C’était presque un cousin. Un monsieur Petit, oncle de Mlle
Petit, avait épousé la belle-sœur de Duquesne, déjà mère de ce
jeune homme. Le cousin se montra charmant pour la petite cousine ;
et dans toute la famille on commençait déjà à parler mariage,
quand l’oncle, qui venait de se fermer tous les chemins de la
fortune en se faisant un ennemi de Louvois, vint débarquer chez le
père ; et comme il avait un fils, et que Mlle
Petit était un parti fort sortable, il tenta de substituer ce fils à
son beau-fils. Mais Mlle
Petit, qui avait pris goût à M. Duquesne, fit la sourde oreille. M.
Petit était souffrant quand son frère arriva. La maladie empira. Il
fallut songer au testament. L’oncle renvoya Mlle
Petit chez Mme
Saporta, et, pendant son absence, il fit faire à son frère un
testament qui nommait Mlle
Petit héritière universelle, mais avec une substitution en sa
faveur dans le cas où Mlle
Petit viendrait à mourir sans enfants. De plus, il fit ajouter par
M. Petit à ce testament un codicille en faveur de sa fille aînée,
de la cousine de Mlle
Petit, indisposant le père contre la fille, et faisant habilement le
père jaloux de l’attachement de sa fille pour Mme
Saporta ; si bien qu’un jour le mourant dit à Mlle
Petit : Vous serez bien aise dans peu de temps d’être une
héritière. La mort arrivait ; l’habitude étant de déclarer
devant un commissaire dans quelle religion on voulait mourir, M.
Séguier, évêque de Nîmes, et M. Labeaume, vinrent recevoir la
déclaration de M. Petit.
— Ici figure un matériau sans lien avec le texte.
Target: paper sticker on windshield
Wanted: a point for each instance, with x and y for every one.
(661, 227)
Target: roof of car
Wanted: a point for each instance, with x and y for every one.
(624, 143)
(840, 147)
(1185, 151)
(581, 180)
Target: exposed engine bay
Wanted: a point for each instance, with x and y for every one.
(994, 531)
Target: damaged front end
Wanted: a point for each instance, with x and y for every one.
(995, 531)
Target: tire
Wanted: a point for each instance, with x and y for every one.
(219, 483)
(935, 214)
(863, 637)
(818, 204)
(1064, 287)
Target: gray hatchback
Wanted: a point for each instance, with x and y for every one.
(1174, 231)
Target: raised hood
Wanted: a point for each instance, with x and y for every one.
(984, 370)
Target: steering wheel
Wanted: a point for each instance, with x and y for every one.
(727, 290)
Il déclara persister dans la religion
réformée ; et retrouvant un instant son cœur de père, il
mourut en regrettant de ne pas avoir marié Mlle
Petit avec M. Duquesne, et recommanda qu’on eût soin d’achever
cette affaire.
M. Duquesne partit pour le bombardement de
Gênes. L’oncle, qui avait toujours en tête sa substitution, ne le
retint pas. Les promenades au bord du Gardon, le prêche, quelques
visites, la société de Mme
Saporta, de Mlles
Cassagne, les projets, le mariage à l’horizon, remplissaient la
vie de la demoiselle. M. Duquesne revint de Gênes, vieilli,
grisonnant, un peu maltraité de la guerre et de la maladie ;
Mlle
Petit continuait à le voir avec les yeux de son cœur. On écrivit à
M. Cotton, le vieil oncle de Paris, pour le sonder et savoir s’il
voudrait assurer quelque chose au jeune ménage. Mais notre oncle
avait entendu dire que M. Duquesne était un joueur, un débauché ;
il se montra froid, ne promit rien, et ajouta qu’étant protestant,
le futur ne pouvait arriver à rien, puisque dans le moment M. le
marquis de Miremont, petit-neveu du grand Turenne et neveu de deux
maréchaux de France, ne pouvait pas obtenir une compagnie de
chevaux. Duquesne changea de religion ; l’apostasie ne fit
rien sur l’oncle, qui avant tout défendait sa bourse, et fit mal
sur l’esprit de Mlle
Petit, qui s’était laissée prendre d’un beau sentiment
romanesque pour l’exaltation religieuse qui régnait à Nîmes.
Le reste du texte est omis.